これはもう「なにしてんねん」としか言えない代物です。
3点目はレノからティアニーへのパスをティアニーがダイレクトでつなごうとしてパスがずれた所をライスが回収し、ツォウファルのクロスをアントニオがルイスに競り勝ってのヘッド、最後はソーチェクが足で合わせてゴール。

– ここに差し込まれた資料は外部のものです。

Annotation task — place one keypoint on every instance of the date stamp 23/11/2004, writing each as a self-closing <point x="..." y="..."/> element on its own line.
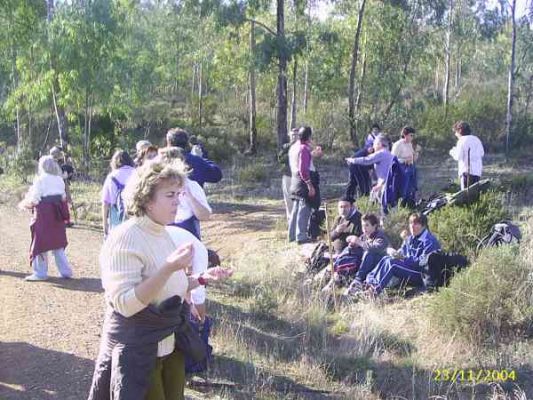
<point x="474" y="375"/>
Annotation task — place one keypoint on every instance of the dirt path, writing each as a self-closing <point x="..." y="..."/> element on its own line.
<point x="49" y="331"/>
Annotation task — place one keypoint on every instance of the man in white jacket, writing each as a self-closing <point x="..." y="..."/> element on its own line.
<point x="468" y="152"/>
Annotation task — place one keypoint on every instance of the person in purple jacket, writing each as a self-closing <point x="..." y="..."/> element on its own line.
<point x="113" y="211"/>
<point x="381" y="158"/>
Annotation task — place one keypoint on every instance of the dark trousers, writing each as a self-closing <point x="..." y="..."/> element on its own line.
<point x="468" y="180"/>
<point x="369" y="262"/>
<point x="167" y="381"/>
<point x="390" y="267"/>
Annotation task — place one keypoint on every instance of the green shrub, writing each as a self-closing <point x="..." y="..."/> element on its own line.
<point x="264" y="301"/>
<point x="486" y="116"/>
<point x="461" y="228"/>
<point x="489" y="300"/>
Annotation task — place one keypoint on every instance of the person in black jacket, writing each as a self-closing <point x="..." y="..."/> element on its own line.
<point x="202" y="169"/>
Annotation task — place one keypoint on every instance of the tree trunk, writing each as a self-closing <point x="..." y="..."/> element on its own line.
<point x="62" y="122"/>
<point x="86" y="133"/>
<point x="360" y="89"/>
<point x="437" y="83"/>
<point x="458" y="67"/>
<point x="447" y="59"/>
<point x="252" y="110"/>
<point x="14" y="81"/>
<point x="282" y="75"/>
<point x="510" y="87"/>
<point x="294" y="88"/>
<point x="353" y="69"/>
<point x="200" y="103"/>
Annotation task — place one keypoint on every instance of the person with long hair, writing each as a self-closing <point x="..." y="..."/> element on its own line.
<point x="113" y="212"/>
<point x="146" y="335"/>
<point x="46" y="198"/>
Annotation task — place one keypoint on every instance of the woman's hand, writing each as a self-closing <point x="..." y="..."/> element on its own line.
<point x="180" y="258"/>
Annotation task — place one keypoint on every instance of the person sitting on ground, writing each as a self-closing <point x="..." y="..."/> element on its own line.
<point x="193" y="206"/>
<point x="371" y="246"/>
<point x="381" y="158"/>
<point x="404" y="150"/>
<point x="146" y="154"/>
<point x="407" y="263"/>
<point x="143" y="274"/>
<point x="348" y="223"/>
<point x="361" y="255"/>
<point x="46" y="198"/>
<point x="202" y="170"/>
<point x="67" y="171"/>
<point x="139" y="148"/>
<point x="113" y="210"/>
<point x="468" y="152"/>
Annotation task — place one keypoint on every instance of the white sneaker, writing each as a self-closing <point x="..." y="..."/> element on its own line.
<point x="35" y="278"/>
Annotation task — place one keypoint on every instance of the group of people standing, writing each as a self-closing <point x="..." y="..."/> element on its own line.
<point x="363" y="260"/>
<point x="153" y="263"/>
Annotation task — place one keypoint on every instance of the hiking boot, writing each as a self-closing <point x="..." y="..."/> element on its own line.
<point x="355" y="287"/>
<point x="35" y="278"/>
<point x="330" y="286"/>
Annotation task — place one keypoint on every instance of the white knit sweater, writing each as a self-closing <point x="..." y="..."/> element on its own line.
<point x="133" y="252"/>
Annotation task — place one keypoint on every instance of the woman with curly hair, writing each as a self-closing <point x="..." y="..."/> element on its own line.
<point x="145" y="281"/>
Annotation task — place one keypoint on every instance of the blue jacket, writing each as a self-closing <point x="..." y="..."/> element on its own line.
<point x="417" y="247"/>
<point x="203" y="170"/>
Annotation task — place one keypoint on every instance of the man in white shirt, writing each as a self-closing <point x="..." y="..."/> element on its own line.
<point x="468" y="152"/>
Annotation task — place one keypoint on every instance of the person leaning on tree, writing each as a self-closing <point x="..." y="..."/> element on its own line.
<point x="468" y="152"/>
<point x="304" y="185"/>
<point x="202" y="169"/>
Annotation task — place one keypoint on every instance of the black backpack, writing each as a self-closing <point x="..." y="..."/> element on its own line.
<point x="317" y="262"/>
<point x="504" y="232"/>
<point x="440" y="268"/>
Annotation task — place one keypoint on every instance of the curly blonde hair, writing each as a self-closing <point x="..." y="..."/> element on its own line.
<point x="141" y="188"/>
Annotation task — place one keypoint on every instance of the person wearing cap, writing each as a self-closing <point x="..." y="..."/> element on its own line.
<point x="146" y="154"/>
<point x="468" y="152"/>
<point x="202" y="169"/>
<point x="403" y="150"/>
<point x="197" y="147"/>
<point x="381" y="158"/>
<point x="347" y="223"/>
<point x="141" y="145"/>
<point x="368" y="250"/>
<point x="283" y="159"/>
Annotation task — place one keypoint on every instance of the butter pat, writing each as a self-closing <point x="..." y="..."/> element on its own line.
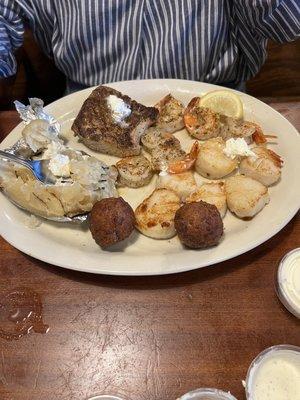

ティアニーのミスもですが、ツォウファルがフリーでクロスを入れてましたが、オーバメヤンもう少しプレスバック頑張れなかったのかなという印象です。
アントニオの守備タスク
ウェストハムのブロックを4-1と表記したのには理由があります。
1トップに入ったアントニオですが、ウェストハムが前からプレスをかける際にはリンガードが最終ラインにプレッシャーをかけるのと入れ替わるようにトップ下の位置に入り、中盤へのコースを抑える最小限の運動量の守備しかしていませんでした。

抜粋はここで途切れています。